I'm sitting in my old dorm room with a flood of thoughts filling my mind. It's a place that brings back so many memories that stay locked here until I return. It's a world that disappears when I go home to my family...a world that sometimes feels like it was only a dream. It's funny how memories work like that sometimes.

My mind has been full of memories lately because of this monumental time in my life. I'm sure you all know about this because I can't stop talking about it! I think we wait and wait and wait and never celebrate what we've waited for when it finally gets here. That's why I have been talking about it...I won't upset myself by not being happy about something I've wanted for a long time. I believe in celebrating and not just waiting around for things...I like to celebrate what's already HERE.

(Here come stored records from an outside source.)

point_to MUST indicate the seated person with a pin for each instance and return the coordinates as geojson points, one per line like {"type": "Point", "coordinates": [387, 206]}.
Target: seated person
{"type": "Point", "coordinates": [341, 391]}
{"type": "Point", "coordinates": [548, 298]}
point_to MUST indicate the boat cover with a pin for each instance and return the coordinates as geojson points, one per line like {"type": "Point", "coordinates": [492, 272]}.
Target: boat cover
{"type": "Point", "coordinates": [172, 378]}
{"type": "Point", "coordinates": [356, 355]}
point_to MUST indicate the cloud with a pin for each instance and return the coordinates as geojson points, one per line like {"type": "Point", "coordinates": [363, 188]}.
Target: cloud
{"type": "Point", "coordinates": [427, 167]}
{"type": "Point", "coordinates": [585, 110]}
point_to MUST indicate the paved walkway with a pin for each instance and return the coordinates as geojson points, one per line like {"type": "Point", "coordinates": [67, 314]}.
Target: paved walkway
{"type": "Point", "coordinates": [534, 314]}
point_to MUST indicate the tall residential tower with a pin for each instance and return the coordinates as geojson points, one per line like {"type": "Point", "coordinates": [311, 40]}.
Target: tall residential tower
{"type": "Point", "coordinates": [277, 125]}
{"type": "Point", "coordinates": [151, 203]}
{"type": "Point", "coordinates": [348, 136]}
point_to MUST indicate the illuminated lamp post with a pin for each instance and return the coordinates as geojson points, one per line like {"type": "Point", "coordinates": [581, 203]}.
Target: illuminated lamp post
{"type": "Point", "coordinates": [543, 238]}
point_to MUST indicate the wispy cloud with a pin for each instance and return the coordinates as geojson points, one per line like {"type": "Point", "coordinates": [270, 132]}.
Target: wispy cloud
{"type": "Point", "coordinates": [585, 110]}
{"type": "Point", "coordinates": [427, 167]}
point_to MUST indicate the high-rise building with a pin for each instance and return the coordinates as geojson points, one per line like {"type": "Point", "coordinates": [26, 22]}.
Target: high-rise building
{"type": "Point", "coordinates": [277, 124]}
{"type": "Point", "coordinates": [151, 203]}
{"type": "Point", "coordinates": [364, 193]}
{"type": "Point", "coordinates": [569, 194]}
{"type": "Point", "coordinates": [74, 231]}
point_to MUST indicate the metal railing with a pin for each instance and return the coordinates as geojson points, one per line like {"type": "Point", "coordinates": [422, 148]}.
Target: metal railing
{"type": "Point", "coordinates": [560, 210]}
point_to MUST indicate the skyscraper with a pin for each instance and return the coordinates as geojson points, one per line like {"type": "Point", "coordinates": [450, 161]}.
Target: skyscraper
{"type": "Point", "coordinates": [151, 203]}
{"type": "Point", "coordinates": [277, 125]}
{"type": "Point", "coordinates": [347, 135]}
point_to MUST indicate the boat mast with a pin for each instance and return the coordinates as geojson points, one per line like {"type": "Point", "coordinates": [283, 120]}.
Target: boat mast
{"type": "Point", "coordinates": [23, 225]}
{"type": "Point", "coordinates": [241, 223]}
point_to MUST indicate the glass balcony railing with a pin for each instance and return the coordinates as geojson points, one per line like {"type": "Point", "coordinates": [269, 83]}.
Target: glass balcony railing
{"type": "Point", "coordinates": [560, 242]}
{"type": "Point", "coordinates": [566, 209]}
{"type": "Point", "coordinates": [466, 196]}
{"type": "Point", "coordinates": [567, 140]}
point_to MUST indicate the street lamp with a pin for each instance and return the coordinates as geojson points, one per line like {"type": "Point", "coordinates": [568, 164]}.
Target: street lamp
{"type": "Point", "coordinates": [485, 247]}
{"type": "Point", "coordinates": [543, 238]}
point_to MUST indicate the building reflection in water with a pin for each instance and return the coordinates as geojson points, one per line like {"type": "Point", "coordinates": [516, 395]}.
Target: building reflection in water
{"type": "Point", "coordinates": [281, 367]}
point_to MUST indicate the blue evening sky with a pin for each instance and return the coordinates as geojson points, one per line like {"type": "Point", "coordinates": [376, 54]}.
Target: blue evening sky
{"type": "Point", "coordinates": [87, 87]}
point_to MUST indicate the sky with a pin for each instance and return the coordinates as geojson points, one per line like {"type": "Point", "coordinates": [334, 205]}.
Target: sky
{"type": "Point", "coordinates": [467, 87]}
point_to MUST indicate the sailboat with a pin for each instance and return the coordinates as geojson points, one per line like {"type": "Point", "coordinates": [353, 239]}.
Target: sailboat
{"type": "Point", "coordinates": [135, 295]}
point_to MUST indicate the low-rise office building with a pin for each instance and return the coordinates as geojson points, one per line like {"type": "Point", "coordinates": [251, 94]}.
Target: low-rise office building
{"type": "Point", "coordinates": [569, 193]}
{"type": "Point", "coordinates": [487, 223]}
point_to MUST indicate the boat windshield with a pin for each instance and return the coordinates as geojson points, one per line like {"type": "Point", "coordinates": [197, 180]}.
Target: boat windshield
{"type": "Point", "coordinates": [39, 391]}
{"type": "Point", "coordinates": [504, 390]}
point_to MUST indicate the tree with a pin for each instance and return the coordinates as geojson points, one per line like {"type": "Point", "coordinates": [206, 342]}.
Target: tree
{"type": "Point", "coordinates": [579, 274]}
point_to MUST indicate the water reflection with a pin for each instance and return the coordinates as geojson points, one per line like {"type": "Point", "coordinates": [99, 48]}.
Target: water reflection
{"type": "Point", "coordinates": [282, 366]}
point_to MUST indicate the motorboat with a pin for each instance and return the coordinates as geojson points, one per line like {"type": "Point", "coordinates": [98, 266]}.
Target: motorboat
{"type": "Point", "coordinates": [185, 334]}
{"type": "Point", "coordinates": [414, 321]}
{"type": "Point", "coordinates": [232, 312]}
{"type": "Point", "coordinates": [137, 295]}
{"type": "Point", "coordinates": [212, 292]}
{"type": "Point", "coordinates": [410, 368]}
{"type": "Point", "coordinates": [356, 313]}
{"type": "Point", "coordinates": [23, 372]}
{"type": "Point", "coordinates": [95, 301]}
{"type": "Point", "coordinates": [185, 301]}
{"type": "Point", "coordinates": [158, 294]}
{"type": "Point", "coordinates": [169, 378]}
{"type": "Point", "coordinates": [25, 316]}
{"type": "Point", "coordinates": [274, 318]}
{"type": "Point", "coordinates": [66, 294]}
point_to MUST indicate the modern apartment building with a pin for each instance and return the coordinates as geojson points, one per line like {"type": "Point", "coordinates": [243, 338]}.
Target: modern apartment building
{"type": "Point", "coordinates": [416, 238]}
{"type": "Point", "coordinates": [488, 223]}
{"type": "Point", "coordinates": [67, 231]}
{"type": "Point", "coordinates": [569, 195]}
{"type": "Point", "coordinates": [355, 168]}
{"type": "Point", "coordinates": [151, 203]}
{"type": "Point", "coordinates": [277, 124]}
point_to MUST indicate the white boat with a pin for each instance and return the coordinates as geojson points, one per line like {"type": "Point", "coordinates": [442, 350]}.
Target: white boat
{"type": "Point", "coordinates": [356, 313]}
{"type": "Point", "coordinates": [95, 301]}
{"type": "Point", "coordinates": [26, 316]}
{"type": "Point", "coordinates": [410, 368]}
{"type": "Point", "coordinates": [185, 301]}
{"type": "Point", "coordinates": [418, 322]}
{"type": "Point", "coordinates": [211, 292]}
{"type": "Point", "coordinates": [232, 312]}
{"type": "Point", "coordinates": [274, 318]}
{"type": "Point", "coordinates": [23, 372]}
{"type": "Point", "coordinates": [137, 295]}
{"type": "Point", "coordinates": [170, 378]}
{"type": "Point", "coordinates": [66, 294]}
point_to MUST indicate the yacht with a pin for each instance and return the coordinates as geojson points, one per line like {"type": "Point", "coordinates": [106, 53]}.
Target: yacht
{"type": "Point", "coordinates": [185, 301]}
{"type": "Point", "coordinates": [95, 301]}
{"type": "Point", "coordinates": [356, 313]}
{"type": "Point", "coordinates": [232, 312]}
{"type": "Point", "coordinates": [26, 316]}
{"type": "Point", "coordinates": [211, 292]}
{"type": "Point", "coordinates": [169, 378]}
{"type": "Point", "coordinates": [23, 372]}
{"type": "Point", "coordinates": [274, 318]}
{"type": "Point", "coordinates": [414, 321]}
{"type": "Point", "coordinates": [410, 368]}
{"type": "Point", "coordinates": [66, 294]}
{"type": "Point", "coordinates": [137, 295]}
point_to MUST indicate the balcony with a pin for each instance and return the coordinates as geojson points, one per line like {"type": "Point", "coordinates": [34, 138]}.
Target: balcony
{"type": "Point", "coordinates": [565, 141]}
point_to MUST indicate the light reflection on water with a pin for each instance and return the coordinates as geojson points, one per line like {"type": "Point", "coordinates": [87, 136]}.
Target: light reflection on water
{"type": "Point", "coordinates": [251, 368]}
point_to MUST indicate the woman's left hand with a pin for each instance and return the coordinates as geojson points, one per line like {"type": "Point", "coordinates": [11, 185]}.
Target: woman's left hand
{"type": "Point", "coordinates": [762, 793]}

I don't know about you, but I always picture the monumental moments in my life and they never end up the way I imagine. There is always that little snag in the situation that reminds me this isn't heaven and things won't always go as planned. For instance....it's the night before my graduation and I have MAJOR shin splints! Like, very painful, every step is a job well done type of thing. When I imagined this day, I did not dream that I would be in pain from shin splints and half my face sunburned from practice. But the thing is...that's the way life is. I decided to sprint up a large hill two days before graduation and I'm paying the price! Once again, the quest to do something to stay in shape has bit me right in the behind!!! Either way, I'll do it again, because that's life, too.

Not only do I have shin splints, but I also had a terrifying experience at the county jail and figured out that I had lost my drivers license in front of the po. I was at the county jail because my licensure was having a rough time coming through and the big long saga continues. I had to run to the revenue office and pay for a new drivers license and I'm still really confused where mine is. But here's the deal....all of this could really annoy me, or I could just roll with the punches and stay happy regardless. I decided not to get frustrated about any of it and it was a very freeing experience. I have a realistic view on life that makes these little things not surprising to me at all.

Some girls sit around and day dream about their future love story or kids in their spare time. I do that sometimes I will admit, but there's always little snags involved. I imagine my wedding day and I've got this enormous wedgie that I can't do anything about because the congregation is watching the most romantic moment of my life! You know why I dream like that? Because THAT'S LIFE! Find one bride who isn't super stressed about her wedding and I'll find you three flying pigs! I mean, Molly got her wedding dress run over by a car and you wouldn't know that from the pictures! Pictures are so misleading sometimes. You find that smiling mother with her new baby in a photo looking like life is perfect and ask her if she put her hand on her belly with a pleasant smile for nine months strait! I will bet you all the money in the world that's not how it went. Why we all pretend like life doesn't have it's snags is beyond me. Just wait till I get married and have kids you will hear the TRUTH. You'll feel so much better about your life and realize you're quite normal.

The truth is...I am going to graduate with the worst shin splints of my entire life in heels that take the skin off my little pinky toe with my license hanging in the balance over finger prints. But you know what? That's okay! Because it's my graduation day and if it comes with excruciating pain, then so be it. I'm happy and it's going to be a great day, snags and all. My fingerprints may not go through again and I might be stuck at the creepy jail with no handsanitizer for days, but I won't sweat it! Cause that's life here on earth and we better make friends with it. Our perfection and deepest desires will be fulfilled in eternity, and that to me is enough to be joyful in anything that life here brings.